Citizens of a country have certain privileges that strangers or foreigners don’t have. They can vote in elections. They can take advantage of government medical programs. They can receive monetary assistance from the government if necessary. They are protected by the country’s laws and cannot just be deported from the country. In this passage, Paul compares the church to a city. Paul explains to the Church of Ephesus that they are no longer strangers in God’s “country,” but that they have full citizenship in it, with the rights and privileges that accompany that claim. They have, in a sense, been “annexed” into the city of God. Just as citizens of a country have equal access under the law, we have equal access to God, because we are part of the family of God. Paul continues the metaphor by comparing the apostles and prophets to the bricks in a foundation.
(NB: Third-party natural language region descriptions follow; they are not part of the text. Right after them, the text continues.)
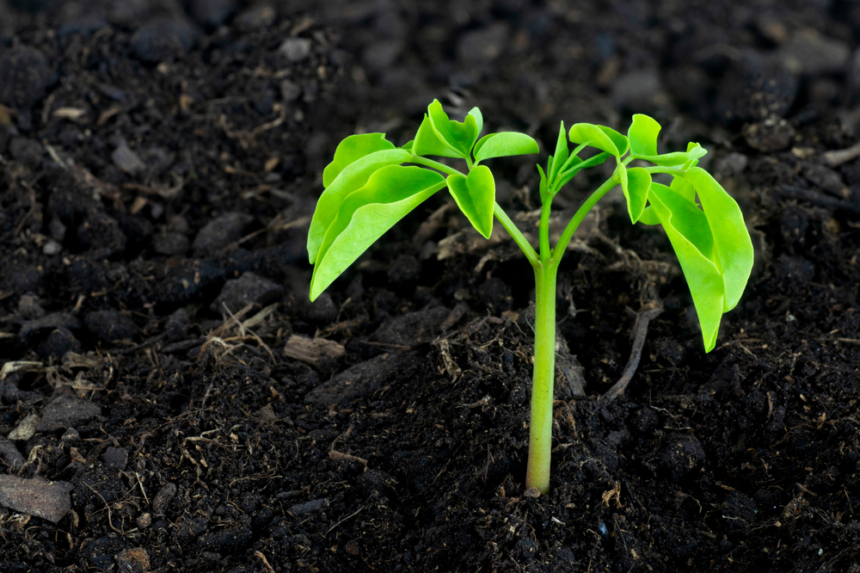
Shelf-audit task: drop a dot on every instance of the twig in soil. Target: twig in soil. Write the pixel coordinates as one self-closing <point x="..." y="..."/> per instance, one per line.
<point x="345" y="519"/>
<point x="136" y="347"/>
<point x="641" y="330"/>
<point x="265" y="561"/>
<point x="839" y="156"/>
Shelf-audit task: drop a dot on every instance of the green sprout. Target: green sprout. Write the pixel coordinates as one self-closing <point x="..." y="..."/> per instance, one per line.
<point x="368" y="189"/>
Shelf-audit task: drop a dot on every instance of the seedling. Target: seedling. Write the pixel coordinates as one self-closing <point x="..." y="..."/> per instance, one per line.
<point x="371" y="184"/>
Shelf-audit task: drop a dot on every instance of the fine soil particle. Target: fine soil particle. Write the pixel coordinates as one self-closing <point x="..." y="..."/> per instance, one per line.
<point x="170" y="400"/>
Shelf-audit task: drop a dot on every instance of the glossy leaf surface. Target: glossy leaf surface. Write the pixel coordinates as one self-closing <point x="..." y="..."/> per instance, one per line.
<point x="351" y="178"/>
<point x="504" y="144"/>
<point x="594" y="136"/>
<point x="476" y="197"/>
<point x="635" y="186"/>
<point x="733" y="248"/>
<point x="428" y="142"/>
<point x="643" y="134"/>
<point x="456" y="135"/>
<point x="352" y="149"/>
<point x="366" y="214"/>
<point x="692" y="240"/>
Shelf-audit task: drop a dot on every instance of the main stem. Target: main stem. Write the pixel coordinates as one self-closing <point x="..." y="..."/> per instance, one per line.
<point x="543" y="377"/>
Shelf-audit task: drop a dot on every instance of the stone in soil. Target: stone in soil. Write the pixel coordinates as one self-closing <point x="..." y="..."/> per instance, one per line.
<point x="26" y="77"/>
<point x="110" y="325"/>
<point x="247" y="289"/>
<point x="220" y="233"/>
<point x="36" y="497"/>
<point x="67" y="410"/>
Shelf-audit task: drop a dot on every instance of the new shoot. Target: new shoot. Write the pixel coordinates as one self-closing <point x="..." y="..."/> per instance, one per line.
<point x="371" y="184"/>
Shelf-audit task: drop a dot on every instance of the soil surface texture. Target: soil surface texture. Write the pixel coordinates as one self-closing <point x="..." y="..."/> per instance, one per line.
<point x="170" y="400"/>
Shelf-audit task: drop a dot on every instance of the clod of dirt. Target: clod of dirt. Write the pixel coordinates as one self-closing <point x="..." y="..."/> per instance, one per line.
<point x="247" y="289"/>
<point x="170" y="244"/>
<point x="739" y="512"/>
<point x="255" y="18"/>
<point x="26" y="151"/>
<point x="295" y="49"/>
<point x="404" y="271"/>
<point x="60" y="341"/>
<point x="322" y="309"/>
<point x="757" y="87"/>
<point x="163" y="498"/>
<point x="680" y="455"/>
<point x="26" y="77"/>
<point x="164" y="38"/>
<point x="177" y="325"/>
<point x="110" y="325"/>
<point x="29" y="307"/>
<point x="814" y="54"/>
<point x="126" y="159"/>
<point x="134" y="560"/>
<point x="212" y="13"/>
<point x="358" y="381"/>
<point x="220" y="232"/>
<point x="26" y="428"/>
<point x="32" y="329"/>
<point x="67" y="410"/>
<point x="412" y="328"/>
<point x="772" y="134"/>
<point x="229" y="541"/>
<point x="116" y="458"/>
<point x="11" y="455"/>
<point x="37" y="497"/>
<point x="101" y="231"/>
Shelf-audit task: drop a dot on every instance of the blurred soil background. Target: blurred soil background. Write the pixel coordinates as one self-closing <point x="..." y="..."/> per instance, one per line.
<point x="171" y="401"/>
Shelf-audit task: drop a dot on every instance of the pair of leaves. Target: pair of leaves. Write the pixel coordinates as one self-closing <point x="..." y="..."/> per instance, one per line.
<point x="475" y="195"/>
<point x="439" y="135"/>
<point x="712" y="244"/>
<point x="367" y="189"/>
<point x="366" y="214"/>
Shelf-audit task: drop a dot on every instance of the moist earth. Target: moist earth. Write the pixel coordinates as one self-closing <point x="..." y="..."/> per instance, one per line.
<point x="171" y="400"/>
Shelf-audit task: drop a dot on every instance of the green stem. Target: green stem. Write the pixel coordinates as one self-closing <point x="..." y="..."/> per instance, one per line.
<point x="418" y="160"/>
<point x="543" y="231"/>
<point x="543" y="377"/>
<point x="561" y="246"/>
<point x="517" y="236"/>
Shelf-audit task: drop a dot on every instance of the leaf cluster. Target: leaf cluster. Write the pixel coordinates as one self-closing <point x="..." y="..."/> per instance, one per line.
<point x="369" y="186"/>
<point x="708" y="236"/>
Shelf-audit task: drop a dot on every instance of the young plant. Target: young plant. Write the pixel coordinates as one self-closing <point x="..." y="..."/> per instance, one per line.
<point x="371" y="184"/>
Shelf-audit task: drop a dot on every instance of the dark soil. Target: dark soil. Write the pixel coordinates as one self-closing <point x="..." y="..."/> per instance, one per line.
<point x="160" y="160"/>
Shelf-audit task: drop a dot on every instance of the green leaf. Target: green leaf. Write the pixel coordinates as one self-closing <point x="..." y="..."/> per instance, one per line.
<point x="428" y="142"/>
<point x="352" y="149"/>
<point x="479" y="119"/>
<point x="594" y="136"/>
<point x="476" y="197"/>
<point x="683" y="188"/>
<point x="643" y="135"/>
<point x="579" y="164"/>
<point x="366" y="214"/>
<point x="649" y="216"/>
<point x="458" y="136"/>
<point x="693" y="153"/>
<point x="620" y="141"/>
<point x="544" y="184"/>
<point x="635" y="186"/>
<point x="504" y="144"/>
<point x="561" y="153"/>
<point x="732" y="244"/>
<point x="353" y="176"/>
<point x="691" y="238"/>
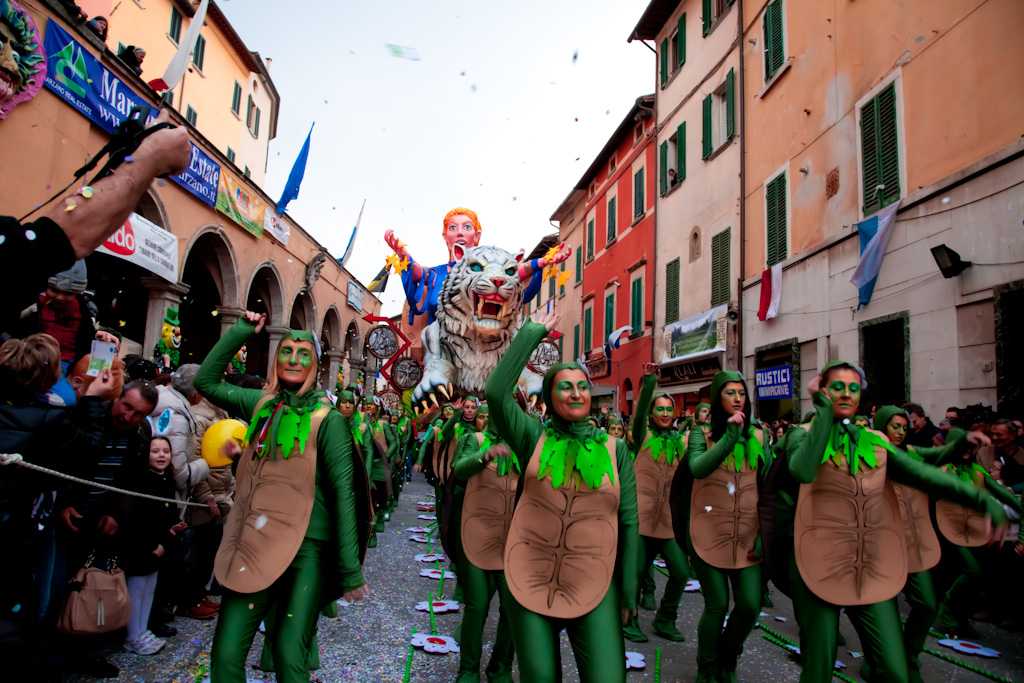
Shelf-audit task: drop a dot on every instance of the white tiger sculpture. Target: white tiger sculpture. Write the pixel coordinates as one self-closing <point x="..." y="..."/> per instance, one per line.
<point x="477" y="315"/>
He says that these people laid the foundation for Christianity and that the weight of the Gospel is on their accomplishments. The foundation is what holds up the building, but the cornerstones are what holds the foundation together. If any important documents are to be housed in the stones, they are housed in the cornerstone. Without the cornerstone, the entire building falls apart. Here Paul declares Jesus to be the chief cornerstone, on whom the entire foundation of the building (Christianity) rests.
And we pray:
Lord, I thank You that You have made me a citizen of Your Kingdom. You have built a firm foundation resting on all those who came before me and You have made Christ the cornerstone that holds it all together. Help me to show good citizenship in this community and pay proper respect and homage to those who laid the foundation of my faith. Amen.